Congress should consider implementing an annual “stress test” for the railroads to ensure that railroads have adequately invested in their infrastructure and people, according to policy position papers approved by the Transportation Trades Department (TTD) at a biannual meeting this week.
These position papers serve as policy action guidelines for the coalition for the upcoming months, according to TTD, which is affiliated with the AFL-CIO. These viewpoints have the support of the group’s 37 member unions, including member railroad unions.
To ensure that the railroads have the infrastructure and staffing they need to ensure sufficient network capacity, Congress should see whether to improve the definition for the common carrier obligation, TTD said.
The common carrier obligation binds the railroads to carry freight, but some in the industry contend that the common carrier obligation as it currently stands is too vague and doesn’t adequately define service standards.
The Surface Transportation Board could be the federal body that would work on the definition, according to TTD. Indeed, recent congressional legislation has sought to address this issue, although the change of power in the U.S. House of Representatives from Democrat to Republican could potentially affect whether that legislation gains much traction.
“At this moment, the railroads are not living up to their common carrier obligation.
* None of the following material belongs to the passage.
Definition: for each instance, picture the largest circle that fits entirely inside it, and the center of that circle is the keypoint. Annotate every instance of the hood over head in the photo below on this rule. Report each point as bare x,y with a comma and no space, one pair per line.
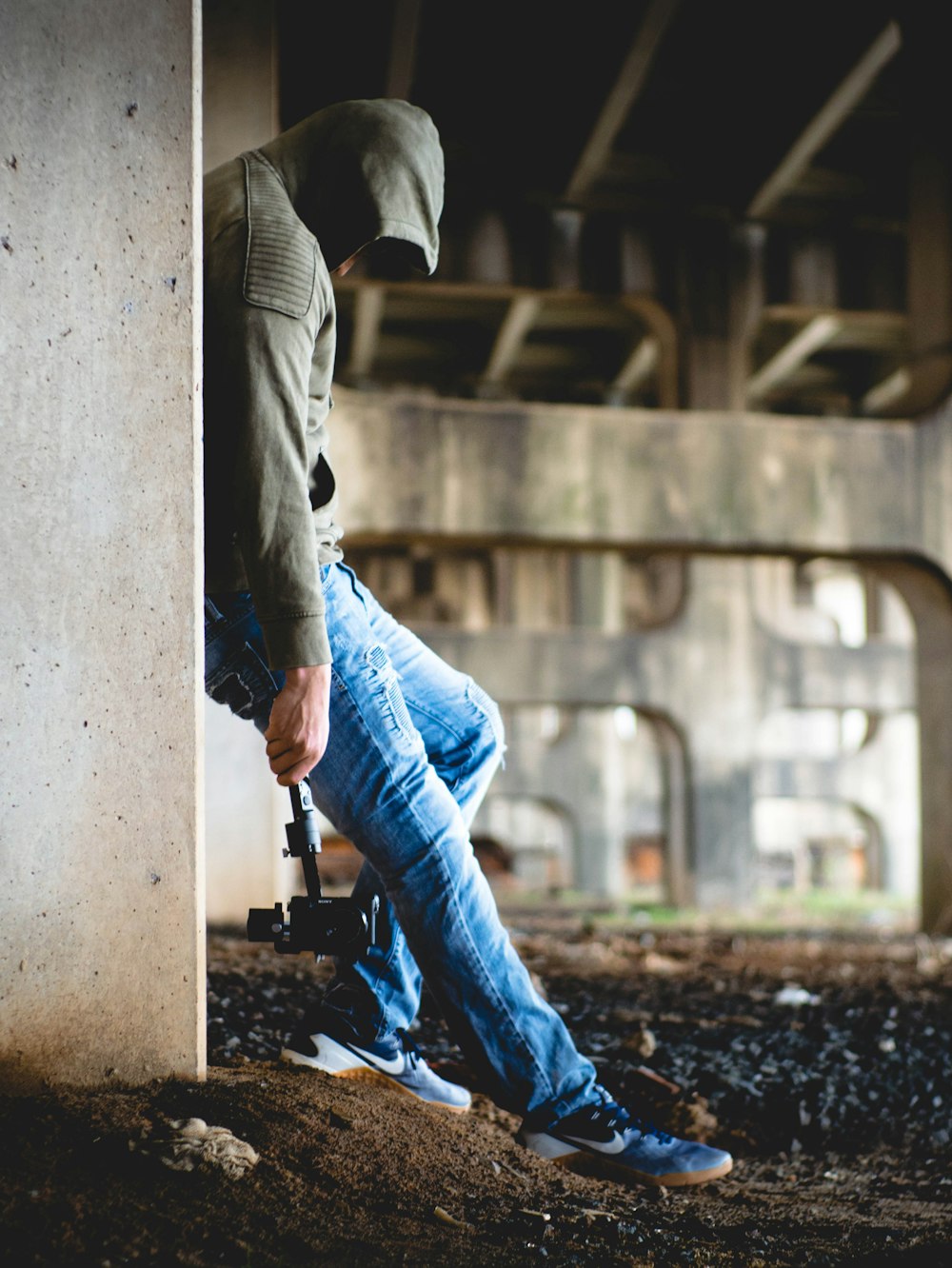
358,171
The current service provided by the railroads is falling well short of what their customers and this country needs and cannot be considered ‘reasonable’ by any sensible definition of the term,” TTD said. “Unfortunately, because the common carrier obligation is not clearly defined and the term ‘reasonable’ is in the eye of the beholder, the Surface Transportation Board, shippers are reluctant to bring common carrier cases and it is difficult for the agency to enforce the railroads’ common carrier obligation.”
Any definition of the common carrier obligation should consider factors such as the railroads’ staffing levels and the availability of equipment, as well as better enabling the STB to enforce this obligation through requiring railroads to increase employment levels or bring more equipment into the system, TTD said.
While STB currently conducts an annual railroad revenue adequacy test to ensure that the railroads are earning sufficient revenue, “we believe consideration is warranted for the STB to create a parallel test that would look at whether the railroads have enough workers and physical infrastructure to meet their common carrier obligation for rail service,” TTD continued. “Such a human and capital infrastructure ‘stress test’ would proactively ensure the railroads could indeed meet their common carrier obligation rather than waiting until things got so bad that emergency orders from the STB were needed, as has been the case recently.”
TTD also suggested two other areas of policy reform: “permanently restoring railroad worker sickness and unemployment benefits that have been sequestered by the federal government for the last decade” and “requiring the Federal Railroad Administration to close a loophole that allows rail workers to be displaced by federal grants.”
The coalition says the railroad unemployment and sickness insurance program has been subject to budget sequestration by Congress, and TTD is asking for Congress to exempt the program from budget sequestration.
TTD also contends that there is a loophole in FRA-administered passenger rail grants programs where funded projects have the potential to affect the workers of those projects. TTD is asking for those workers to receive the same protections as freight rail and public transit workers should there be potential for job or wage displacement.